Se a varanda se entristece com minha despedida fora dos eixos, não sei, mas sei que eu me entristeço por ter que me afastar dela. Todavia não é dessas tristezas desgraçadas, que matam a alma, corrompem um coração iludido ou perturbam a mente. Despeço-me da varanda com a certeza de que muito foi feito até aqui, e que houve choro, felicidade, riso, amores sem-sentido, pensamentos infundados, palavras mal escritas.

Nessa minha última noite na varanda, acompanham-me duas latas da cerveja mais barata do mercado. Acompanham-me, também, na leve recordação da primeira cerveja tomada encarando a vista que vejo agora e vi nos últimos meses. Há pouco mais de um ano, sentei-me enquanto via o dia findar e escurecer, pensando o quanto a vida se transformava. Mal sabia eu que as grandes transformações ainda estavam por vir.


Despeço-me da varanda, não com a promessa de um retorno breve, mas com um sentimento de recomeço, de novas aventuras, de novos receios e novos enfrentamentos. Encaro a rua que acompanhei nas madrugadas em que a falta de sono se fez presente. Tá vazia. Tem aquela pichação que se destaca frente aos meus olhos, o cachorro do vizinho que late todas as madrugadas, um breve reflexo de uma das principais avenidas da cidade e um som que ecoa todo sem forma.
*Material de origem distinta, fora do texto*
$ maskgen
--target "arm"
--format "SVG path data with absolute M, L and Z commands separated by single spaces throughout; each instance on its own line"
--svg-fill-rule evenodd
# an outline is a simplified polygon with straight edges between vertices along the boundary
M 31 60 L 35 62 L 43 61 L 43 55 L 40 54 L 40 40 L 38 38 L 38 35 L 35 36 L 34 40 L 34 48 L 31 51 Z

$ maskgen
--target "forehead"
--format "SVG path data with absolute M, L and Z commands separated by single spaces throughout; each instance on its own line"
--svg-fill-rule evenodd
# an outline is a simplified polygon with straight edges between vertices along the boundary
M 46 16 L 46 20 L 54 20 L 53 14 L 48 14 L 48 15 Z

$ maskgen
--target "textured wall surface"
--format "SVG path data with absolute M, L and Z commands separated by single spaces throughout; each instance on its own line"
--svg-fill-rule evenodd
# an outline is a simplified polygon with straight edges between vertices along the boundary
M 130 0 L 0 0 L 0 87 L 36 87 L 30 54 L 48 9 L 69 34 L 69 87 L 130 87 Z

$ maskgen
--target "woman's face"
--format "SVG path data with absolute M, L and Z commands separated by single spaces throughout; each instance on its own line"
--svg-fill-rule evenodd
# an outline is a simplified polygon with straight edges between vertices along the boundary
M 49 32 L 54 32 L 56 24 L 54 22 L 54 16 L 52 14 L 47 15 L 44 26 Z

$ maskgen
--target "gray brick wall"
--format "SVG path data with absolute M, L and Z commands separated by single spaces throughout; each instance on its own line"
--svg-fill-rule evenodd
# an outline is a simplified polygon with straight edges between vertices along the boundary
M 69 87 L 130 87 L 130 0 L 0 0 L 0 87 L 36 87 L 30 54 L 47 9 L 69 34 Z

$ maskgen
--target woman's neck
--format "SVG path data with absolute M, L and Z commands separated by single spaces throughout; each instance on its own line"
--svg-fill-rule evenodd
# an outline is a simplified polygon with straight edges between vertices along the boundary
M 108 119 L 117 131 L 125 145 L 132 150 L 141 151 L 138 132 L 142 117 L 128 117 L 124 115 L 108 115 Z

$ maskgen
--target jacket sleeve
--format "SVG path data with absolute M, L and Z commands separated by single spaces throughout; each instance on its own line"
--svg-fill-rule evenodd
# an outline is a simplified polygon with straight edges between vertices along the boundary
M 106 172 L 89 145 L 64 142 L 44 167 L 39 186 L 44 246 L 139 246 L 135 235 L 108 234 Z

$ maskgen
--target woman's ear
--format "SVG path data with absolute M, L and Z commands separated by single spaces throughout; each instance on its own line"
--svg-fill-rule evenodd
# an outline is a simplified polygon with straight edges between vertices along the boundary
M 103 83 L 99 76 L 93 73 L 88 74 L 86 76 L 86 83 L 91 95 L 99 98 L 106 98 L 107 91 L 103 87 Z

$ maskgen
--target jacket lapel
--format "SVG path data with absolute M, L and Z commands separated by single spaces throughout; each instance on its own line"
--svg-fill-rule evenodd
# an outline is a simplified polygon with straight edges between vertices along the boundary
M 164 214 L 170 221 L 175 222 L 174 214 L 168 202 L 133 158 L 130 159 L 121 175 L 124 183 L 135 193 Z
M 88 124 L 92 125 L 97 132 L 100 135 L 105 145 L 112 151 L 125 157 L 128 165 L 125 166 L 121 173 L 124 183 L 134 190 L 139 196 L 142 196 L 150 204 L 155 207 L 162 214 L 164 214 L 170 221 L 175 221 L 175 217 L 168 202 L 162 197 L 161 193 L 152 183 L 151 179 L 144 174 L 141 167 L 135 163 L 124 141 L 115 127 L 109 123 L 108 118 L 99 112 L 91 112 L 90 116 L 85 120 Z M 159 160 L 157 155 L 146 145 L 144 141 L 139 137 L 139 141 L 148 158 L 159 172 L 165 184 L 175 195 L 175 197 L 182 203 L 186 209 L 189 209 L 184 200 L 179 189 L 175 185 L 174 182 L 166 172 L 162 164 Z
Não termino os meus dias nessa varanda sozinha, termino com um calhamaço de recordações que levo dentro daquela caixinha rosa que ganhei no meu último aniversário. Já está tudo bem guardado dentro da mudança colocada nas caixas roubadas do mercado.

Encaro o céu enquanto deixo um pouco da minha alma nessa varanda. Não que já não tivesse um tanto considerável, afinal esse céu foi o teto de muitas lágrimas, esse chão foi o travesseiro de muitas dores de cabeça, essas paredes foram um apoio aos dias estranhos que fui obrigada a enfrentar.


Despeço-me da varanda enquanto uma música boa toca, enquanto certa satisfação cai em meu coração e um sorriso toma conta do meu corpo, como se fosse uma droga letal. Dormirei sob as estrelas, na certeza de tudo faz e se refaz. Hoje me despeço, amanhã me lembrarei e na semana que vem carregarei a certeza de que a vida foi vivida. Mas que acima de tudo: a vida acontecerá pela eternidade.